7.5 A Parabolic Saddle

Let's consider the saddle

that is made by graphing the function

\[ \begin{align} z &\depends (x, y) \\ z &= x^2 - y^2. \end{align} \]

We'll call this saddle parabolic because its vertical slices are parabolas.

\( \{ {y = 0} \} \)-slice.

By setting \( y \) equal to zero, we find the classic upward facing parabola in the \( (x, z) \)-plane.

\[ \begin{align} z & \depends x \\ z &= x^2 \end{align} \]

This slice is visible in our surface when looking from the front.

\( \{ {x = 0} \} \)-slice.

By fixing \( x \) equal to zero, we find a parabola that opens downward.

\[ \begin{align} z &\depends y \\ z &= - y^2 \end{align} \]

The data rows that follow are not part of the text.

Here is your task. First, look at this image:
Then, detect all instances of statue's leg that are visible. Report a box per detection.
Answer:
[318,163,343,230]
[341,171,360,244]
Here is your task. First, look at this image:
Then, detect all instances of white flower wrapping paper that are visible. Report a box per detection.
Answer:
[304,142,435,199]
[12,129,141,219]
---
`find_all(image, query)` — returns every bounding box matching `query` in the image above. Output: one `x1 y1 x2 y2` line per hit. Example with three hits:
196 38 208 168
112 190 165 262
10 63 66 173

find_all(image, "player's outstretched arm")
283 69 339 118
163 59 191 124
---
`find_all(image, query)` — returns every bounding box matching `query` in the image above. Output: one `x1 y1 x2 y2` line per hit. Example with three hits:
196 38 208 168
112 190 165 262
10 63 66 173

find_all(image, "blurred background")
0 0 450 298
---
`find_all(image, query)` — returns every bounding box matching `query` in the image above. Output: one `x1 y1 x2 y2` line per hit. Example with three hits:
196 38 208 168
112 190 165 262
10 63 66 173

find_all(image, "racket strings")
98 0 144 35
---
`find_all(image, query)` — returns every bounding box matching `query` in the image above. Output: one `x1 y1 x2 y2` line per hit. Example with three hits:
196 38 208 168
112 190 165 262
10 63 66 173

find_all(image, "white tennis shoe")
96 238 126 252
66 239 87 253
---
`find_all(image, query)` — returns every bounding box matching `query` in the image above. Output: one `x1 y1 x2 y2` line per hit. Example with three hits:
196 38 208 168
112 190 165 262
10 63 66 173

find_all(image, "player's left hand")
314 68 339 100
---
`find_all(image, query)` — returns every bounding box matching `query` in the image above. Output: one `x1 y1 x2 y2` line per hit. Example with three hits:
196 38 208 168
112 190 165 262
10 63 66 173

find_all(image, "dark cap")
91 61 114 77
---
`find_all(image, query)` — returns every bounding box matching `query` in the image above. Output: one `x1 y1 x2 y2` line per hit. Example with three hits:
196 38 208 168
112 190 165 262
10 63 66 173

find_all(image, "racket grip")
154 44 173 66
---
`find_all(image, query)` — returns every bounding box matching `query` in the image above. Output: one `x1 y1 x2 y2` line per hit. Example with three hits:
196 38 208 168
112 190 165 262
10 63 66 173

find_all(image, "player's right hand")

We can see this slice in the saddle when looking from the right.

Now let's look at a contour map for our surface.

Most of the contours for our saddle are hyperbolas, but there is one contour that should stand out. The \( \{ {z = 0} \} \)-contour consists of two lines that intersect at the origin. Let's take a moment to see how the algebra works out for this contour.

\( \{ {z = 0} \} \)-contour.

Let's take a horizontal slice at height zero.

\[ \begin{align} &\bigl\{ {x^2 - y^2 = 0} \bigr\} \\ &\{ {(x - y) \mult (x + y) = 0} \} \\ &\{ {x - y = 0 \orSpaced x + y = 0} \} \\ &\{ {y = x \orSpaced y = -x} \} \end{align} \]

We've found the two lines that make up the \( \{ {z = 0} \} \)-contour.